Elaia puissance 5 ! Le fonds français met sur orbite son cinquième véhicule d’investissement Digital Venture (DV5). A cette occasion, la société tricolore de capital-risque annonce un premier closing à hauteur de 120 millions d’euros. Dans ce cadre, Bpifrance, qui intervient en fonds propres pour le compte de l’État dans le cadre du plan France 2030 et via son fonds Spark, MACSF, BNP Paribas, SMABTP, Arundo Re ou encore le groupe AG2R LA MONDIALE ont investi dans ce nouveau fonds.

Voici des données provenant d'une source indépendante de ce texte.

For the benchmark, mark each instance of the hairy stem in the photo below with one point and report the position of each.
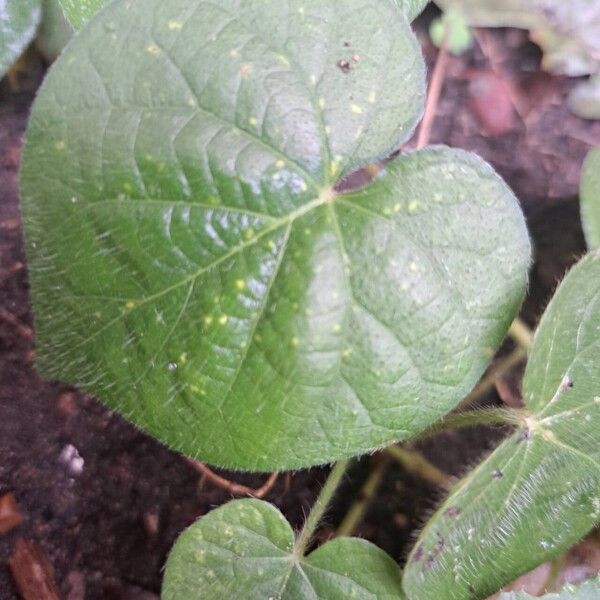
(486, 416)
(502, 366)
(521, 334)
(320, 506)
(358, 509)
(416, 464)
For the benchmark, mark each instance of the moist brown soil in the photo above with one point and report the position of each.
(107, 529)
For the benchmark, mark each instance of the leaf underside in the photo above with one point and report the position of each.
(538, 493)
(18, 23)
(590, 198)
(244, 550)
(191, 265)
(590, 590)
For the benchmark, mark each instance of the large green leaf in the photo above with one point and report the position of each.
(192, 265)
(539, 492)
(246, 550)
(18, 23)
(590, 198)
(79, 12)
(590, 590)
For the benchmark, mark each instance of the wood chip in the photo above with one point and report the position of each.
(10, 515)
(32, 572)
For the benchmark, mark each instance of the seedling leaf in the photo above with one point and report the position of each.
(79, 12)
(18, 23)
(590, 198)
(192, 265)
(411, 8)
(538, 493)
(245, 550)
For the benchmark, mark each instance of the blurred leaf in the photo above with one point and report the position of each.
(539, 492)
(590, 198)
(19, 20)
(567, 30)
(54, 32)
(459, 33)
(245, 550)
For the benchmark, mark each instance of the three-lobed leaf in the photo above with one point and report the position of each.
(538, 493)
(19, 20)
(193, 265)
(590, 590)
(590, 198)
(246, 549)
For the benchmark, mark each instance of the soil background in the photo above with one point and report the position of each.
(106, 528)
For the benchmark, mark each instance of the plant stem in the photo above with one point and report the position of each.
(486, 416)
(521, 334)
(358, 509)
(433, 96)
(237, 489)
(414, 462)
(319, 507)
(486, 384)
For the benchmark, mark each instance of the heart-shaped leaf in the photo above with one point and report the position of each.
(192, 264)
(590, 198)
(246, 550)
(79, 12)
(539, 492)
(590, 590)
(18, 23)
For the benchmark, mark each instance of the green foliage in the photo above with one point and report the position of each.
(19, 20)
(246, 550)
(590, 198)
(568, 31)
(411, 8)
(192, 264)
(537, 494)
(590, 590)
(54, 32)
(79, 12)
(459, 36)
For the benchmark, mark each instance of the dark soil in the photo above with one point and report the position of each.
(107, 529)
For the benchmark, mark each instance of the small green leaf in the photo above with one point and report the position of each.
(55, 31)
(539, 492)
(590, 198)
(590, 590)
(192, 265)
(245, 550)
(19, 20)
(459, 36)
(411, 8)
(79, 12)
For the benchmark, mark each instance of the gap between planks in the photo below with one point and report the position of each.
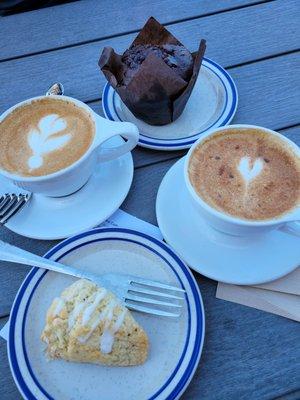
(124, 33)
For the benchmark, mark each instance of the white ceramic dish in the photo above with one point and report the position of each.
(212, 104)
(51, 218)
(248, 260)
(175, 345)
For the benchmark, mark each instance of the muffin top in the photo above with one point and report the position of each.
(175, 56)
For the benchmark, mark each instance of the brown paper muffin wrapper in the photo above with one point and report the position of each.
(156, 94)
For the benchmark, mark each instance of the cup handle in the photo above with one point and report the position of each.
(109, 129)
(293, 228)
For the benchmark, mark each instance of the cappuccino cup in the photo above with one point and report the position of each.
(245, 179)
(52, 144)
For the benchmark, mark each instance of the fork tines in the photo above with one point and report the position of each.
(10, 204)
(154, 297)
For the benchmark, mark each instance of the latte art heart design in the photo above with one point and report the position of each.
(41, 142)
(246, 171)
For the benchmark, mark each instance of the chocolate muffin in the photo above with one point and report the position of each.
(175, 56)
(155, 76)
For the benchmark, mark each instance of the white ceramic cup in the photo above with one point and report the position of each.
(73, 177)
(235, 226)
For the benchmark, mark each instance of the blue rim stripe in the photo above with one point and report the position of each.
(190, 137)
(197, 298)
(106, 109)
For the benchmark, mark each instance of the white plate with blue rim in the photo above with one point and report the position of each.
(175, 344)
(212, 104)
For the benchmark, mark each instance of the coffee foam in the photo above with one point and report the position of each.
(42, 140)
(247, 173)
(44, 136)
(249, 170)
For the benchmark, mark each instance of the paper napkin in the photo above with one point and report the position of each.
(281, 297)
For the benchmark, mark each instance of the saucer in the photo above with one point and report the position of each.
(51, 218)
(212, 104)
(225, 258)
(175, 344)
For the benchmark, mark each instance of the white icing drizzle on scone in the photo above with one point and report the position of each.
(88, 312)
(58, 307)
(108, 336)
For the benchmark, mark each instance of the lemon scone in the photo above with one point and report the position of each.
(88, 324)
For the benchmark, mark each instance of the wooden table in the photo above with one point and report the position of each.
(248, 354)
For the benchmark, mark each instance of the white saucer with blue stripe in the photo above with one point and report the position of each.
(175, 344)
(212, 104)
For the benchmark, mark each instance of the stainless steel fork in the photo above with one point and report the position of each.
(137, 294)
(10, 204)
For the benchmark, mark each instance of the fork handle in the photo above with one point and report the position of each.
(14, 254)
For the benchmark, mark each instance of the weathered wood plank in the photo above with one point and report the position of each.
(87, 20)
(77, 67)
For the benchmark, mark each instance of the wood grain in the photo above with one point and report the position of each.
(248, 354)
(77, 68)
(139, 202)
(88, 20)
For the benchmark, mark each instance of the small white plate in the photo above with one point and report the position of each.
(175, 344)
(212, 104)
(50, 218)
(224, 258)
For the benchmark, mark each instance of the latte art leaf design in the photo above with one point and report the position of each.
(248, 172)
(41, 141)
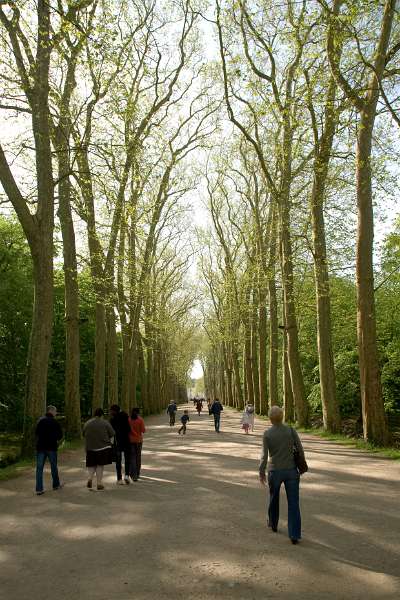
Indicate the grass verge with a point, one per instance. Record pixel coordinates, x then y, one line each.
344 440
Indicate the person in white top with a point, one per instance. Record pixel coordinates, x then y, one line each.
247 420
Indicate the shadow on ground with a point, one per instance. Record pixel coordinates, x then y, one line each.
195 527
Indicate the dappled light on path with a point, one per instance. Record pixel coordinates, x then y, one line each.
194 526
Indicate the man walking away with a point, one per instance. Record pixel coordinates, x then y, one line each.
184 420
278 445
216 409
48 434
119 421
171 411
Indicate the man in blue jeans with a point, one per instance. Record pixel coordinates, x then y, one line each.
216 409
48 434
278 442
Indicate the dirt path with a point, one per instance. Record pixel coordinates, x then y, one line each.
194 526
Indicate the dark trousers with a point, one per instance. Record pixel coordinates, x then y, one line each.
217 420
290 478
118 461
40 460
136 460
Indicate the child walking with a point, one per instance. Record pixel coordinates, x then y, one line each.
184 420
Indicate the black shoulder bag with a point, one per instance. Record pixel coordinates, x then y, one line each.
299 459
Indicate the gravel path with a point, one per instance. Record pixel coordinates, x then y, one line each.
194 526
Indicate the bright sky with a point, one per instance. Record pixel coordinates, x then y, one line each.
197 370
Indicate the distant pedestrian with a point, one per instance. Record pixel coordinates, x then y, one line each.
138 428
216 409
98 435
247 419
171 411
119 421
278 447
184 420
48 434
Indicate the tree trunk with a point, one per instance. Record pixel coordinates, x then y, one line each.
293 353
374 418
112 358
40 341
70 266
273 310
254 352
99 375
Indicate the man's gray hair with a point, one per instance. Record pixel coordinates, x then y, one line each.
275 412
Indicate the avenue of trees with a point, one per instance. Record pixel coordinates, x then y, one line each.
104 102
310 90
120 119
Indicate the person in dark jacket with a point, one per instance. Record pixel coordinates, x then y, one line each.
184 420
98 436
119 421
277 457
48 434
216 409
171 411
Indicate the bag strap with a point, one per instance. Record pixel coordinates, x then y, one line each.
294 439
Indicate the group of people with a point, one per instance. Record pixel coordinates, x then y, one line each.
214 408
118 440
122 437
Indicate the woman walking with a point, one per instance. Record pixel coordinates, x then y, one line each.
136 424
98 435
247 419
279 442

Pour rappel, la précédente mouture, DV4, était parvenue à un atterrissage final à 200 millions d'euros.
Avec dernier, Elaia prévoit d’investir du pré-seed à la série B en injectant des tickets compris entre 1 et 15 millions d’euros dans les startups visées. DV5 doit permettre à Elaia de soutenir des startups B2B européennes «qui posent les bases technologiques des prochaines grandes transformations industrielles» dans des domaines de pointe, comme l’intelligence artificielle et la cybersécurité.
«Avec DV5, nous franchissons une nouvelle étape. En tant qu’investisseur full-stack, capable d’intervenir à tous les stades et dans des secteurs variés, nous avons une mission claire : accélérer l’émergence des entreprises technologiques européennes les plus résilientes et à fort potentiel de croissance», indique Xavier Lazarus, co-fondateur et patron d’Elaia.
«Nous investissons très tôt dans des technologies complexes»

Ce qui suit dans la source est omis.